Entertainment

A Year of Surprisingly Small Deals at Sundance


Zach Braff and Kate Hudson with the cast of "Wish I Was Here" at this year's Sundacnce Film Festival in Park City, Utah

Photograph by Larry Busacca/Getty Images

Zach Braff and Kate Hudson with the cast of "Wish I Was Here" at this year's Sundacnce Film Festival in Park City, Utah

At the 2006 Sundance Film Festival, Little Miss Sunshine received a standing ovation after its very first screening. Better yet for producer Marc Turtletaub, who’d been turned down by nearly every major studio and ended up making the movie on his own, the film inspired an intense bidding war that ended when Fox Searchlight paid an unprecedented $10.5 million for distribution rights. Little Miss Sunshine went on to be a huge mainstream hit, earning more than $100 million at the box office and snagging several Academy Awards. The question buzzing at every Sundance since—and apparently on Buzzfeed lists—is: “Which film will be this year’s Little Miss Sunshine?” In 2007 it was the forgettable Son of Rambow ($8 million), and last year it was The Way, Way Back ($9.75 million).

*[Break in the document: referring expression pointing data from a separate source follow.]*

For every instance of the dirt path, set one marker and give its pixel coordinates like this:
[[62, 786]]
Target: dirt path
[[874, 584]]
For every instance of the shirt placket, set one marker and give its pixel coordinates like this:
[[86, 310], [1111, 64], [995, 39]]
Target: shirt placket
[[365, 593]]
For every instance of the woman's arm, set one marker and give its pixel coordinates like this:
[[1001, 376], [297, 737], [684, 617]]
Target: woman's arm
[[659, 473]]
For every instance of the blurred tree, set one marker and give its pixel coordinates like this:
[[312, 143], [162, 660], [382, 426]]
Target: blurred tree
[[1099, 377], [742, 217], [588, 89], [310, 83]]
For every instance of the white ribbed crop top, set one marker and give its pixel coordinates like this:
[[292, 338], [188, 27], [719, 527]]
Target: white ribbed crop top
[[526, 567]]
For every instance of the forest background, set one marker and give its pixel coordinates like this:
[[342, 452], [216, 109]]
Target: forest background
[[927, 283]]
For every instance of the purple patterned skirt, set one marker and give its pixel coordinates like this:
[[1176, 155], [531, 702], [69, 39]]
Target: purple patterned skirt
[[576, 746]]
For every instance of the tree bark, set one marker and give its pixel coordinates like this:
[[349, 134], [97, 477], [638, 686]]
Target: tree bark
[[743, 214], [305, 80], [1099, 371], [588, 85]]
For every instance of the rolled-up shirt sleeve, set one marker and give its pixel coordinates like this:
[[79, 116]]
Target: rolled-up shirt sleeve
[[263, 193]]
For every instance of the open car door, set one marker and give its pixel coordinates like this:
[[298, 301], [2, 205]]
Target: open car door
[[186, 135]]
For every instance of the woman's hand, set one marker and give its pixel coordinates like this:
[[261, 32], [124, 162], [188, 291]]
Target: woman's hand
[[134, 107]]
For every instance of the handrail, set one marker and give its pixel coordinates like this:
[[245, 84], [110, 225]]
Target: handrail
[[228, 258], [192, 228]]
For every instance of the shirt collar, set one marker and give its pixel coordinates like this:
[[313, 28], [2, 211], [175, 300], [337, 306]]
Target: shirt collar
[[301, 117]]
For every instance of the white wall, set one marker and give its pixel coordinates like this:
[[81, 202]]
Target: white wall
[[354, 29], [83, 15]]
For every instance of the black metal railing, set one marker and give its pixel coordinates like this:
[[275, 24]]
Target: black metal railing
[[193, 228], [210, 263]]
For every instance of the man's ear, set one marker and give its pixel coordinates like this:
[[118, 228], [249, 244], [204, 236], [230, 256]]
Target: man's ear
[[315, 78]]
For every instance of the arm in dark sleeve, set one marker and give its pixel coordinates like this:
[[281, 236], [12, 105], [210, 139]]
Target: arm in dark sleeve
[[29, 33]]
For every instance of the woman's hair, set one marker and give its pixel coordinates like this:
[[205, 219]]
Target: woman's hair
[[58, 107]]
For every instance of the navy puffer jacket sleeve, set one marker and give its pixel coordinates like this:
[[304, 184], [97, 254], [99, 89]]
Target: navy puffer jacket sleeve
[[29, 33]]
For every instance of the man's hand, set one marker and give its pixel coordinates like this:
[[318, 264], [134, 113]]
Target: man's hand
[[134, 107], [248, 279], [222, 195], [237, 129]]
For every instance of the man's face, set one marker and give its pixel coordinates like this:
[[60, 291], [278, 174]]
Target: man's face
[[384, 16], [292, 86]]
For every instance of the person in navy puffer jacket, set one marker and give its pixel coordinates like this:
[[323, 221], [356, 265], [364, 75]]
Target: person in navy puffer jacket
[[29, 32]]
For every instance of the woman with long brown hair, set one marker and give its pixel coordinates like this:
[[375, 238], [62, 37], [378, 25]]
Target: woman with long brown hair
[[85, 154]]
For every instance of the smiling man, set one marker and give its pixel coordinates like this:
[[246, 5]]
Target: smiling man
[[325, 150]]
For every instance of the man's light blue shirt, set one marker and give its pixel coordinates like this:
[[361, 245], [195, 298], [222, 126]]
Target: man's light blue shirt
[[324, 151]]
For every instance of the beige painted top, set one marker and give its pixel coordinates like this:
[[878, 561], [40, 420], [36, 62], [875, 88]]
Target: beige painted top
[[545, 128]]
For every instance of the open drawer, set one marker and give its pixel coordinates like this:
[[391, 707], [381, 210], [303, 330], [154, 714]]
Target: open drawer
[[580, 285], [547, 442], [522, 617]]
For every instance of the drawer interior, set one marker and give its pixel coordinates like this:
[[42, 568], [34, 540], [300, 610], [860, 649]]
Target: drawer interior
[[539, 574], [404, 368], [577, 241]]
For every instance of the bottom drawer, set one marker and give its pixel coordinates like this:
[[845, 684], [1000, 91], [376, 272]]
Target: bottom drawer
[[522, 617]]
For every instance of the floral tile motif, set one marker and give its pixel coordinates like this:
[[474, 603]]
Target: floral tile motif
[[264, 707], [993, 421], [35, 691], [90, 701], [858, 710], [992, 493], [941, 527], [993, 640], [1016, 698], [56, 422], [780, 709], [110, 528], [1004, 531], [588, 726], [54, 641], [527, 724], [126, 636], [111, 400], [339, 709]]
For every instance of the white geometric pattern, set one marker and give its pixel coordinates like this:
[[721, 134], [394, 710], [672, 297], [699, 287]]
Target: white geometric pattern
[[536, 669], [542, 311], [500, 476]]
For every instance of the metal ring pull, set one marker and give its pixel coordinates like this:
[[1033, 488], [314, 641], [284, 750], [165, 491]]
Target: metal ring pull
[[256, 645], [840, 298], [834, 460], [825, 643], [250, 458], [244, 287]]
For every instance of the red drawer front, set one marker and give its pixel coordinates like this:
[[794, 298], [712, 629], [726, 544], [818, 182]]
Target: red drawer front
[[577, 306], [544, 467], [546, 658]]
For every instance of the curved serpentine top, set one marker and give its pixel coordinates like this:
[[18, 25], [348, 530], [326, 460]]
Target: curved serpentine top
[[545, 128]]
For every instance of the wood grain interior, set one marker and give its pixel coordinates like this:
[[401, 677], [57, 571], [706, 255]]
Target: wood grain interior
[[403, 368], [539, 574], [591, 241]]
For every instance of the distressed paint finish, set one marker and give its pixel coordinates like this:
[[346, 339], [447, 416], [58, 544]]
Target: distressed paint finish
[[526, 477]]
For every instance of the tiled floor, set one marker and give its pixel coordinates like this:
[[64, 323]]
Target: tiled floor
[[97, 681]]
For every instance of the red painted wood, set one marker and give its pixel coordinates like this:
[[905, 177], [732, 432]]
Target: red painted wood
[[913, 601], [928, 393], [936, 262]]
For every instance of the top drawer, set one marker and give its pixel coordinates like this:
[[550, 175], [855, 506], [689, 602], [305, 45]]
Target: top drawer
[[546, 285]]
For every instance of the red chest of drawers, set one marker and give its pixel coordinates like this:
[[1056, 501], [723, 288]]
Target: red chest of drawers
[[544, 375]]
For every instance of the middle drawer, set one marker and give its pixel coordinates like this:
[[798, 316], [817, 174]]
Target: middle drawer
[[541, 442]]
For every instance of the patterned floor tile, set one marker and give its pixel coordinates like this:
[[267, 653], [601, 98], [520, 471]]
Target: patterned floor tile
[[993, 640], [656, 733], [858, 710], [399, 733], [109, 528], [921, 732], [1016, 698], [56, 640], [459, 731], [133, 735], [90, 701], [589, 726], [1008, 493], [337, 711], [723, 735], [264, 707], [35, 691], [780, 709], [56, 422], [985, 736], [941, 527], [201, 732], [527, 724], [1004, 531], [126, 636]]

And this year it was, well, nobody.

Only a few of the 117 films screened at Sundance this year sold, and none of them inspired distributors to reach deep into their pockets. Dips and blips happen from time to time, of course; in anticipation of the 2010 festival, the New York Times complained about the previous year’s “comparative crickets,” when Precious was swooped up for a relatively low $5.5 million. But this year things are especially bleak. Sundance’s hit films barely cracked the $3 million mark.

One of the festival’s biggest commercial hopefuls, Zach Braff’s Wish I Was Here, a Kickstarter-funded film that’s positioned as the emotional sequel to his 2004 indie-film-to-end-all-indie-films Garden State, was bought by Focus Features for a paltry $2.75 million. In a statement, Braff said he was “very excited” about the deal. A few more million probably would have inspired him to get more creative with his adjectives.

Why the chump change this year? It’s hard to say. As Variety pointed out, the festival had an unusual number of films set in or around Brooklyn. There’s Obvious Child, a movie about a Brooklyn comedian; Song One, about a Brooklyn musician; HITS, which satirizes Brooklyn hipsters; Appropriate Behavior, about a Brooklyn break-up; and They Came Together, about a Brooklyn romance. With so many quirky, Brooklyn-based movies to choose from, distributors may have had a hard time falling in love with just one.

For the non-Brooklyn films at Sundance, it might have just been the luck of the draw. Richard Linklater’s Boyhood, which was filmed over 11 years to allow the same young actor to literally grow up before audiences’ eyes, has been critically applauded, but the small IFC production isn’t expected to be a huge box office hit. The same is true for Dinosaur 13, a documentary about the controversy surrounding the 1990 discovery of Sue, the Tyrannosaurus rex skeleton now on display at Chicago’s Field Museum. Lionsgate and CNN picked up Dinosaur 13 for $1 million—loose change for Hollywood studios, but a hearty investment as far as documentaries about embattled paleontologists go.

So what does this mean for movie audiences in the coming year? Unless one of these small purchases turns out to be a surprise hit, Sundance might not provide us with the zeitgeisty indie film of 2014. The festival wasn’t a dud, but nonetheless, among the glut of comic book blockbusters and RoboCop remakes that are about to flood the market, movie fans might have to make a little more effort to search for something different.

Suddath is a staff writer for Bloomberg Businessweek.